At GASNY a Mr. Philippe Guerbois 4 ter rue de VERNON Tel. (0233) 2 32 52 15 41 who has some ground suitable for campers. Not sure if they speak English.
Also at GASNY take the road opposite the church WILLIAM DIAN and there is a large parking area next to a wash house beside the river.

Good luck.

Ray.


----------



## Traveller_HA5_3DOM (May 9, 2005)

*Monet Overnight*

We certainly stopped overnight at the car park directly opposite the entrance on the way to last years Brass band weekend. We were right at the back row with three or four more, We asked at the ticket office and were told it was OK. It was a tight squeeze for our friends in the twin axle Hobby but our 7.3m was fine. No facilities just a car park and not expected to stay for days.


----------



## jonegood (Nov 5, 2007)

I note Ha5 3dom is following the sun, are you finding it, future plans/dreams......


----------



## DABurleigh (May 9, 2005)

My site in the MHF database is an ex-municipal; I agree that area of France is not blessed with many aires.

As to Vernon being a dump I wouldn't know. Monet's garden is only worth a half-day so we wanted to start nearby and then travel back to a Channel port after lunch. The route between the Vernon campsite and the Garden is 18 mins:
> Google Maps routing <

If you zoom in on the garden and switch to satellite view, you will see walking from car park to entrance is just 400m at most. Being a smug PVC fan, however, we parked along with the cars in the small shady car park AT the ticket office/ entrance and where we bought a nice freshly made baguette lunch followed by an ice cream before jumping back in the van and hitting the road.

If anyone is still to visit here, don't forget Versailles is less than 1 hour away. We did both in one trip, though perversely one was outbound, the other inbound:
http://www.motorhomefacts.com/ftopicp-145287.html#145287
Versailles was nights 1 & 2, Monet night 14.

Dave

> Google Maps routing <

I give up trying to get MHF to recognise this valid link as it should :-(


----------



## Nora+Neil (May 1, 2005)

We parked in a Carpark at the back of the Gardens.
It not a Aire but we were there in May and about 6 campers stayed overnight.
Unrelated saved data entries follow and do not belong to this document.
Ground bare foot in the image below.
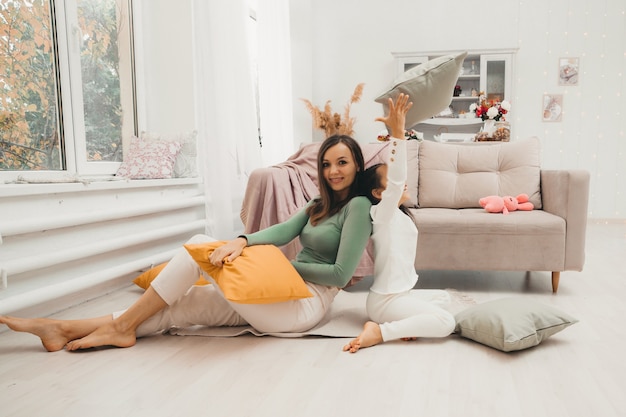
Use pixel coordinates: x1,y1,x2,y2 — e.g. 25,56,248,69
401,337,417,341
343,337,361,353
65,321,136,351
342,321,383,353
0,316,74,352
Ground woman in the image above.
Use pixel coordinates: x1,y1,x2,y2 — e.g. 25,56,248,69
343,93,455,353
0,135,372,352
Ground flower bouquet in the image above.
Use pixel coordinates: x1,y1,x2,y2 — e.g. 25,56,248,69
471,94,512,141
469,94,511,121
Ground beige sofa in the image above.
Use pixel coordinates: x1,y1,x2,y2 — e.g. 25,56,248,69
241,137,590,293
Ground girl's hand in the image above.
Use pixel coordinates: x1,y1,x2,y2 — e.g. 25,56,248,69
375,93,413,139
208,237,247,267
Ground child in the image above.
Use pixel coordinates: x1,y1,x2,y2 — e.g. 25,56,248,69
343,93,455,353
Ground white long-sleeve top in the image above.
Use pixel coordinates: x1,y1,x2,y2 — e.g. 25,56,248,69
369,139,419,295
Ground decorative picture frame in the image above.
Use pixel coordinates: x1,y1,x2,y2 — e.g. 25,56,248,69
542,94,563,122
558,57,579,86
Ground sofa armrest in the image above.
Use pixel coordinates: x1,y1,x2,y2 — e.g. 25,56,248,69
540,170,590,271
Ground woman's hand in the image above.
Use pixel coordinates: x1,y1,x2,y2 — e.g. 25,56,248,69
208,237,247,267
375,93,413,139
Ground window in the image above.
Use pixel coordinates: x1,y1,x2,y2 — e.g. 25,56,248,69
0,0,136,179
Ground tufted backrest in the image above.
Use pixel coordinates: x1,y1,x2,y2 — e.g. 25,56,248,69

We arrived in afternoon and went to the gardens in the morning.

We also went to Monet's grave a nice walk along the lane.


----------



## Zebedee (Oct 3, 2007)

DABurleigh said:


> I give up trying to get MHF to recognise this valid link as it should :-(


Hi Dave

I think it's the rounded brackets. :?

There are a few "prohibited characters" which actually work, but should not be used in URLs, and I think the brackets are one (two?) of them.

Try a URL which works, then insert a pair of brackets . . . then the MHF gadget will reject it as you found.

Hope this helps - I might even be correct! :roll: :? :wink: :wink:

Dave


----------



## Traveller_HA5_3DOM (May 9, 2005)

*following the sun*

Hi Jonegood
Had a cold time in UK tilll today, but Limasol for four weeks tomorrow so hope for a little sun whilst there


----------



## DABurleigh (May 9, 2005)

Thanks, Dave. I even tried just a long link (ie not using MHF weblink naming functionality), but MHF corrupted that, too. So it is down to good ol' tinyurl:

> Google map routing Vernon campsite to Monet's Garden <

Dave


----------



## motorman (May 24, 2005)

*monet garden*

We staid in the carpark overlooking the entrance to the garden very pleasant it was to
David


----------